Pour l’Inde, la signature avec l’UE complète une stratégie déjà amorcée vis-à-vis d’autres partenaires asiatiques et du Golfe. Delhi envoie un double signal. D’une part à l’Occident, qui voit en elle un contrepoids possible à Pékin. D’autre part aux pays du Sud, qui l’observent comme un modèle potentiel de montée en puissance autonome. L’Inde cherche à capitaliser sur son image de « démocratie émergente » pour s’ériger en alternative politique et économique à la Chine, sans se ranger explicitement dans un camp.
La mer Rouge, l’océan Indien et plus largement l’Indo‑Pacifique constituent le théâtre concret de cette recomposition. La France y déploie notamment une stratégie d’influence qui conjugue présence militaire, protection de ses territoires ultramarins et sécurisation des routes commerciales. Dans ce contexte, l’arrimage renforcé de l’Inde au marché européen par la baisse des droits de douane s’insère dans un mouvement plus vaste de rapprochement stratégique entre l’Indo‑Pacifique et l’Europe.
B. Un laboratoire de normes : climat, numérique et conditions de concurrence
Au-delà des tarifs, l’accord Inde-UE se distingue par l’ampleur de ses chapitres : climat, développement durable, travail, égalité femmes-hommes, numérique, propriété intellectuelle. Autant de domaines où l’Union cherche à imposer ses standards, et où l’Inde entend défendre sa marge d’autonomie.
Le Mécanisme d’ajustement carbone aux frontières (CBAM), mis en place par l’UE, illustre bien cette nouvelle grammaire commerciale. En théorie, la baisse des droits de douane sur l’acier, l’aluminium ou certains produits industriels indiens renforce leur compétitivité. En pratique, ces gains peuvent être en partie neutralisés par les taxes carbone européennes, si les producteurs indiens restent très émetteurs. L’ouverture tarifaire crée donc une incitation indirecte à verdir les chaînes de production.

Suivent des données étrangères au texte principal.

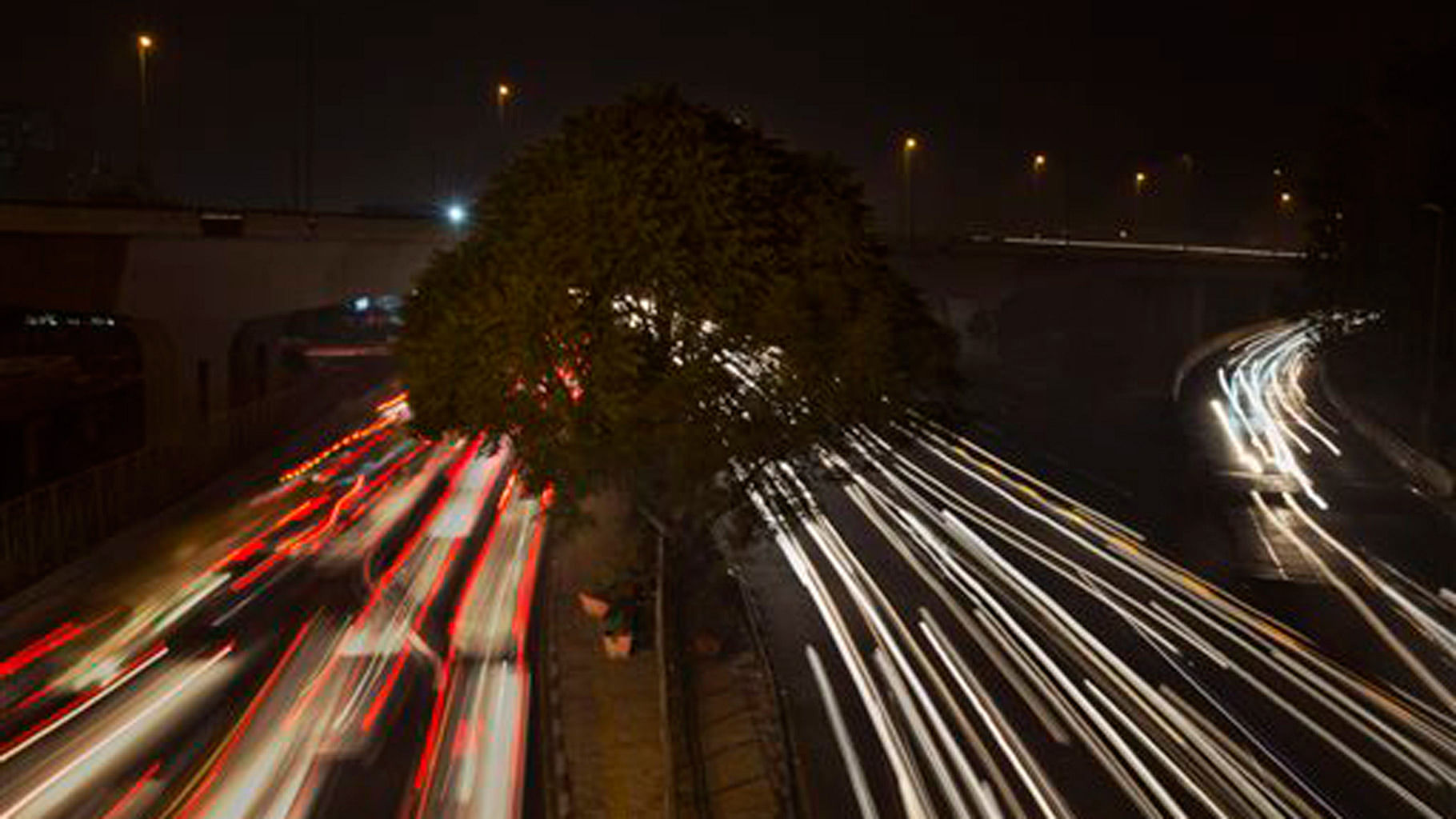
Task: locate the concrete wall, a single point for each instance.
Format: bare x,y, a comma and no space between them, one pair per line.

Sur le numérique, la confrontation est plus subtile. L’Inde a développé son propre modèle de souveraineté des données et d’encadrement des grandes plateformes. Dans ce domaine, l’accord commercial risque moins d’aligner l’Inde sur le modèle européen que de créer un espace de négociation permanente. Chaque camp devrait tenter de faire reconnaître ses règles comme références pour les pays tiers.
Dans ces domaines, la baisse des droits de douane n’est donc pas une fin en soi, mais un levier d’influence normative. Elle renforce l’interdépendance entre l’Inde et l’UE, tout en créant un espace de compétition silencieuse. Cela passera donc par une concurrence normative en termes de numérique et de climat, deux leviers d’influence importants pour chaque ensemble.
Conclusion
La chute des droits de douane entre l’Inde et l’Union européenne ne se résume ni à une simple histoire de chiffres ni à un geste symbolique. Elle consacre la montée en puissance d’un axe euro‑indien qui cherche à aménager son propre espace de manœuvre dans un monde de plus en plus fragmenté.

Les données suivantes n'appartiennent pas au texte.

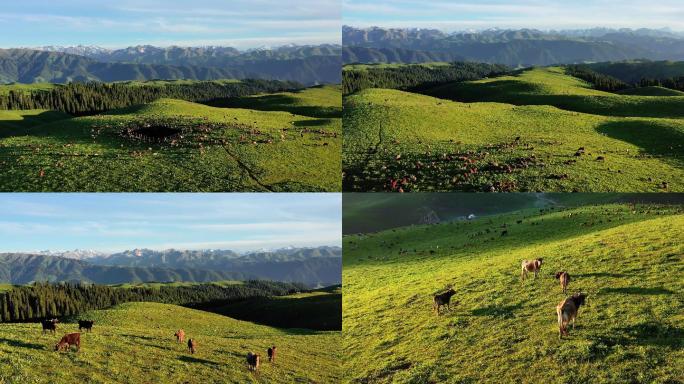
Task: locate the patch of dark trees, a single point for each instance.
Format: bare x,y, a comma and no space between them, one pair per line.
47,300
609,83
90,98
417,77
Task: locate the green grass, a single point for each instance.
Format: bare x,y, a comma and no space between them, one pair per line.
322,102
431,144
628,259
223,149
320,309
651,91
134,343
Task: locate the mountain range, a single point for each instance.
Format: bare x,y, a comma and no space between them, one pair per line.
308,65
516,48
320,266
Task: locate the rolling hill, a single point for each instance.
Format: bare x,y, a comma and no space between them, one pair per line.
535,130
174,145
134,343
625,257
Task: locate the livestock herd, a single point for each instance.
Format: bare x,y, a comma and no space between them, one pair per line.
566,310
74,339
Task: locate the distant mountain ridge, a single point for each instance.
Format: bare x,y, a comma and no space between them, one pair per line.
308,65
516,48
319,266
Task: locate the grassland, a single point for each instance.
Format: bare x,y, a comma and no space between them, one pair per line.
627,258
221,149
134,343
513,133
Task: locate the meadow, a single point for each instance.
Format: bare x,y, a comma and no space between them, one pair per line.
626,257
135,343
536,130
252,143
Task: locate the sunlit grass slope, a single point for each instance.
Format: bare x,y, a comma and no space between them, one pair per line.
628,259
396,140
223,149
134,343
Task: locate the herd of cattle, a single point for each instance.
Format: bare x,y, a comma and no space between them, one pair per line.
74,339
567,309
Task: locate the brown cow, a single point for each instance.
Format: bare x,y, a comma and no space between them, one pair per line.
69,340
86,324
253,361
443,299
180,336
50,325
530,266
567,312
564,279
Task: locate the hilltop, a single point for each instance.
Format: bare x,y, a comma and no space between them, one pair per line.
134,343
538,129
622,255
173,145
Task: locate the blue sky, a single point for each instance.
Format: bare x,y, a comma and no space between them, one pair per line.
120,23
454,15
116,222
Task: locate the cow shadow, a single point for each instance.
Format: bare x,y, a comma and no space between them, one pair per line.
191,359
504,312
598,274
21,344
638,291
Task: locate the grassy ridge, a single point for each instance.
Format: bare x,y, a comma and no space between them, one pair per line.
627,258
134,343
430,144
256,151
323,102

Sur le plan économique, l’accord promet une création de commerce et des gains d’efficacité mesurables, mais modérés à l’échelle globale. Ses effets les plus visibles se joueront sectoriellement. L’essor des exportations indiennes de biens à forte intensité de main-d’œuvre. Une meilleure pénétration des produits industriels et agro-alimentaires européens sur le marché indien. Enfin, une pression accrue sur les producteurs les plus vulnérables des deux côtés.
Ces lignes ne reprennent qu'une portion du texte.